Paris’te küresel moda endüstrisine malzeme ve hizmet sağlayan altı büyük endüstrinin bir araya geldiği Premiere Vision fuarında yer aldıklarını belirten Kayaoğlu, “Deprem felaketine denk gelen o fuarda her ne kadar yer alsak da aklımız ülkemizdeydi. Görüşmelerimiz oldu ama buruk bir fuar geçirdik. Önümüzdeki Bursa, İstanbul fuarlarının yanı sıra Rusya’da da bir fuara katılım göstereceğiz.
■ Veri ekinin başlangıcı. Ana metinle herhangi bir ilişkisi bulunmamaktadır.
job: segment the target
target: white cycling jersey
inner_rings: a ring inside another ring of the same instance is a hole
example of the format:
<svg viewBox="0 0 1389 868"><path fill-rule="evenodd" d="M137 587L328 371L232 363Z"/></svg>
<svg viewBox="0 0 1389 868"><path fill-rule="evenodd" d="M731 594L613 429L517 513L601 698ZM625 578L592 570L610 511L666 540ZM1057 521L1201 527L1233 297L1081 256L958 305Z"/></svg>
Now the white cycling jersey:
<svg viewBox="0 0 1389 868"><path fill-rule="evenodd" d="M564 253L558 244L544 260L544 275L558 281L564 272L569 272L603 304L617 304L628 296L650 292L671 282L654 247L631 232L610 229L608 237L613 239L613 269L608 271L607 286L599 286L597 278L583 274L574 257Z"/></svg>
Yıllık 1100 kalite ürün çıkarıyoruz.
En başta dediğim gibi sürdürülebilirlik konusuna büyük önem veriyoruz. Kayaoğlu Tekstil olarak doğada çözünmesi uzun yıllar alan pet ürünlerin, kumaş olarak işlenmesi teknolojisini kullanarak, Global Recycle Standard sertifikası doğrultusunda sürdürülebilir kumaş üretimi gerçekleştiriyoruz. Ar-Ge faaliyetlerimizden, üretimde malzeme seçimine, atık yönetiminden enerji kullanımına kadar her adımda sürdürülebilir bir dünya için çaba harcıyoruz” ifadelerini kullandı.
“Ülke olarak güçlü markalar yaratmalıyız”
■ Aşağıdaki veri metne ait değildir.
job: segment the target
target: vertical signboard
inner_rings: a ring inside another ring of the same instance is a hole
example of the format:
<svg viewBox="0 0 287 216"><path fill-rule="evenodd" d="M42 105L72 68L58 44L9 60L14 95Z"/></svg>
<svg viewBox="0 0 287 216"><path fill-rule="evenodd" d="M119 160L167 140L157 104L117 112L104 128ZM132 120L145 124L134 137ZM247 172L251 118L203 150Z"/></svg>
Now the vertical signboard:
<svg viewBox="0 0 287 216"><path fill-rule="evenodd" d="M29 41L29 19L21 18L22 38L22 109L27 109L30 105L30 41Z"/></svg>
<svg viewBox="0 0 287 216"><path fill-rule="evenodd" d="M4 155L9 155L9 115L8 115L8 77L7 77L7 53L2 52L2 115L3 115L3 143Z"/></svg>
Artan maliyetler herkesi zorladığı gibi özellikle Avrupa pazarındaki birçok müşterinin farklı ülkelere yönelmesine neden olduğunu vurgulayan Kayaoğlu, “Bugünlerde kaçan müşteriyi yeni yeni ülkemize tekrar getirdiğimizi söyleyebiliriz. Fiyatların stabil hale gelmesi veya yükselişin belli bir ivmede gitmesi fiyatlama açısından da bilinmezlikleri ortadan kaldırıyor.
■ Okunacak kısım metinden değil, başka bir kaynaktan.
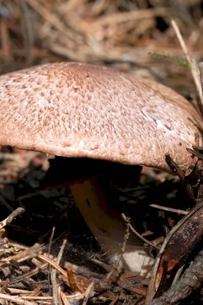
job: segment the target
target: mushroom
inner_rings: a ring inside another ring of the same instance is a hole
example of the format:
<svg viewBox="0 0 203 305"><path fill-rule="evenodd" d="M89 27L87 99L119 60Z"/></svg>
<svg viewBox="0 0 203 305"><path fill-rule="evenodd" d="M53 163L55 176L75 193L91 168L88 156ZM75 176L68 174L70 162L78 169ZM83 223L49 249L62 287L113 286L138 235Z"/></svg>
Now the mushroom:
<svg viewBox="0 0 203 305"><path fill-rule="evenodd" d="M58 172L67 175L80 212L112 263L120 255L126 225L98 183L107 164L116 165L109 173L142 165L171 172L166 153L184 171L192 163L186 148L195 144L200 117L187 100L154 81L60 63L2 75L0 93L0 145L58 156ZM64 160L73 162L74 172ZM149 248L130 234L121 265L142 273L152 262Z"/></svg>

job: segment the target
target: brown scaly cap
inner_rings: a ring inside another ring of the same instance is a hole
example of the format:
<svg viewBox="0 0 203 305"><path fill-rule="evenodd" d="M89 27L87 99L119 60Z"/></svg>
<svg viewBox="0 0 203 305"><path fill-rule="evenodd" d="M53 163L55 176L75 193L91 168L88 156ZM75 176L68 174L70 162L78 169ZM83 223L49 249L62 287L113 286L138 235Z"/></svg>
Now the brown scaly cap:
<svg viewBox="0 0 203 305"><path fill-rule="evenodd" d="M183 169L201 121L183 97L106 67L49 64L0 77L0 145L168 170ZM201 144L200 140L200 144Z"/></svg>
Bununla birlikte hammadde ve enerji fiyatlarındaki gerileme ile yeniden fiyatta rekabet eder hale geliyoruz. Kaliteli üretim yaptığımız için fiyat avantajı da sununca birçok firma Türkiye’yi tercih ediyor zaten. Sektörde aynı zamanda bir markalaşma sorunu da var. Ülke olarak tekstilde güçlü bir marka yaratmaya ihtiyacımız var. Bazı markalar çok fazla bağımlı hale gelmenin de oluşturduğu riskleri dağıtabilmemiz lazım. İç Pazar için çalışırken güçlü markalar yaratmak adına da hamleler yapmalıyız. Lokomotif sektörlerimizin üretime devam edebilmesi adına bazı süreçleri kolaylaştırıcı çalışmalar da yapılmalı” dedi.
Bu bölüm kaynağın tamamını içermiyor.